WP3 – Data Anonymization and Synthetic Data Generation Pipelines
Main Purpose and Objectives
Work Package 3 (WP3) within the SYNTHEMA project is instrumental in developing and deploying core functionalities for creating GDPR-compliant health data assets for specific clinical use cases like Sickle Cell Disease (SCD) and Acute Myeloid Leukemia (AML). This work package focuses on crafting a pipeline for shareable data asset generation and executing various data anonymization and Synthetic Data Generation (SDG) techniques, including statistical association, causal modeling, and federated learning.
Detailed Activities and Progress
T3.1: Shareable Data Assets Pipeline
WP3 has made significant strides in establishing a robust data assets pipeline. Key developments include creating the flow, interconnection and architecture schemas for pipeline management, evaluating technologies for the pipeline’s development and deployment, and implementing a proof of concept with fundamental functionalities like basic model training and SDG sample generation. This setup allows the tracking and linking of SDG models to the data used for training and evaluating the fidelity of synthetic samples generated against the original data.
T3.2: Anonymization Engine for Target Data Modalities
Significant work in T3.2 involves designing and initiating the anonymization strategy for SCD and AML datasets. This includes:
- Anonymization Techniques: Exploring state-of-the-art tools like the internal INTRA project “Nomos,” the ARX open-source tool, and “Amnesia” developed by the Athena Research Center. Additionally, a custom Python-based solution is being tailored to meet the specific requirements of the project.
- Collaboration and Design: Engaging in discussions with clinical partners and Datawizard to refine the understanding of dataset variables and formats. A set of minimal variables for each dataset type has been identified, guiding the design components of the anonymization engine.
Open Issues and Questions
- SCD Dataset Biobank Data: Questions have arisen about the sensitivity of the biobank data and whether it discloses identifiable patient information.
- Variable Necessity: There is ongoing analysis to determine if any variables in the datasets are unnecessary for analysis and could potentially be suppressed to enhance privacy.
- Variable Addition: Considerations are being made regarding any additional variables that might be necessary for the initial version of the anonymization process.
Next Steps
- Documentation and Strategy: Update the anonymization strategy document incorporating feedback from partners like VHIR and ICH, proposing tailored strategies for each selected variable.
- Development Initiatives: Kick-start the development of the Anonymization Engine and the Anonymized Data Catalogue.
T3.3: SDG Engine for Target Data Modalities
A proof of concept of the SDG engine has been created, leveraging Flower and various open-source SDG libraries. This includes testing DP adaptations and assessing models like CTGAN for their efficacy in synthetic data generation under different privacy-preserving conditions. A minimum set of fidelity metrics has been agreed, both quantitative and observational. Also, a proof of concept has been created to evaluate the fidelity of the SD w.r.t the source real samples, automatically obtaining the fidelity metrics as an interactive report.
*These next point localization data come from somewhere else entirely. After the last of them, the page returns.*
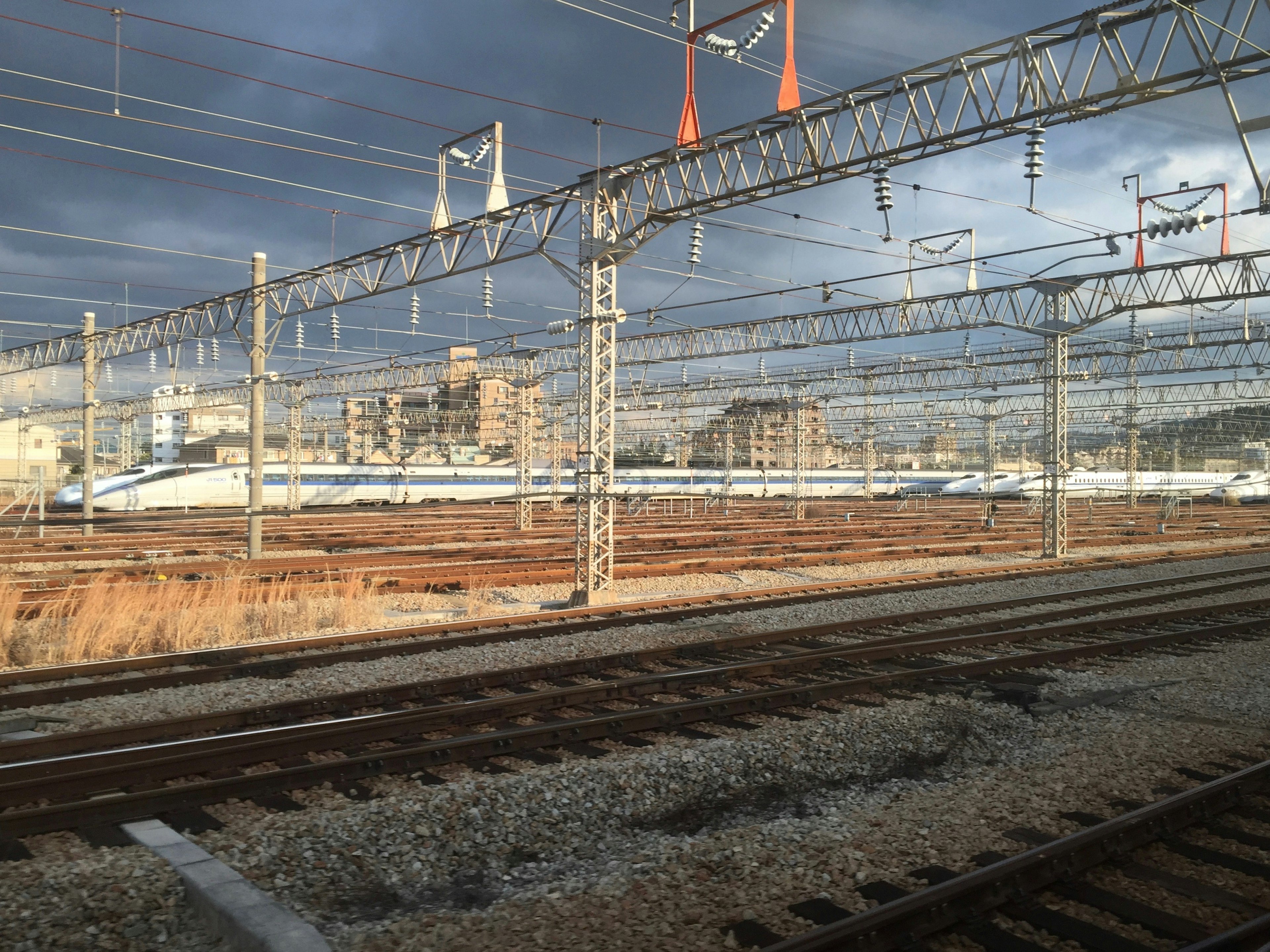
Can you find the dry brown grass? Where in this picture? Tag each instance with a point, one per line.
(110, 620)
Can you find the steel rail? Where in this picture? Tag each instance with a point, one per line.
(444, 568)
(86, 774)
(418, 757)
(257, 716)
(911, 921)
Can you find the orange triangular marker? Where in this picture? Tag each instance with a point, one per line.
(690, 131)
(789, 96)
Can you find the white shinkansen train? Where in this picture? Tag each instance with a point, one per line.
(1004, 485)
(1094, 484)
(352, 484)
(1251, 487)
(74, 493)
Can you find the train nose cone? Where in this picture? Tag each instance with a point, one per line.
(69, 496)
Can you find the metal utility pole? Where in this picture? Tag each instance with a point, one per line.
(295, 450)
(256, 461)
(23, 435)
(990, 446)
(597, 391)
(1132, 478)
(126, 442)
(557, 451)
(524, 454)
(727, 468)
(801, 460)
(1055, 492)
(869, 461)
(89, 431)
(681, 449)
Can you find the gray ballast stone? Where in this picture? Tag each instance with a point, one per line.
(237, 911)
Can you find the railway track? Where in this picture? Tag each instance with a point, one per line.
(1111, 870)
(721, 651)
(441, 556)
(278, 659)
(614, 701)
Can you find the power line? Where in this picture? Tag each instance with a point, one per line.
(214, 168)
(214, 188)
(277, 86)
(360, 66)
(430, 159)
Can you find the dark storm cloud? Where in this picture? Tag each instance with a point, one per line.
(534, 51)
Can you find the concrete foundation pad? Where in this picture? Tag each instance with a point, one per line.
(247, 918)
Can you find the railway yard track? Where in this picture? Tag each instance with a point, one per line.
(429, 554)
(524, 713)
(713, 668)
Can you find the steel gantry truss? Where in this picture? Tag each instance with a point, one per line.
(1121, 55)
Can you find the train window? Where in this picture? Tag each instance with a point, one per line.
(163, 475)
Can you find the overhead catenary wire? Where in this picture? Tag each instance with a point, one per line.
(277, 86)
(357, 66)
(323, 154)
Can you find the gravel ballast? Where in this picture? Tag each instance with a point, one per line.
(73, 896)
(683, 838)
(679, 840)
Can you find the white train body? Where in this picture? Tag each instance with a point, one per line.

T3.4: Federated Training of SDG Models
This task has seen testing and improvement in SDG models using Bayesian Networks, Variational Autoencoders (VAEs), and Generative Adversarial Networks (GAN) architectures like CTGAN in both centralized and federated settings. Key challenges include adapting preprocessing techniques for federated settings and dealing with non-IID data distributions and imbalance in categorical attributes.
T3.5: In-silico Modelling of Optimal Treatments
WP3 also encompasses the in-silico modeling of optimal treatments, where the task involves implementing centralized and distributed causal inference models to select the best treatments given observable confounders. Initial implementations have used public datasets like the Infant Health Development Program (IHDP) to test these models.
Conclusion
WP3 is central to the SYNTHEMA’s project’s goal of enhancing personalized attention in rare diseases taking advantage of the integration of data scattered among different hospitals through secure and private data utilization. By developing advanced data anonymization and synthetic data generation pipelines, WP3 supports not only the protection of sensitive health data but also its utility for groundbreaking research. The progress across various tasks demonstrates a robust commitment to technical excellence and strategic collaboration, paving the way for transformative impacts in healthcare research and treatment methodologies.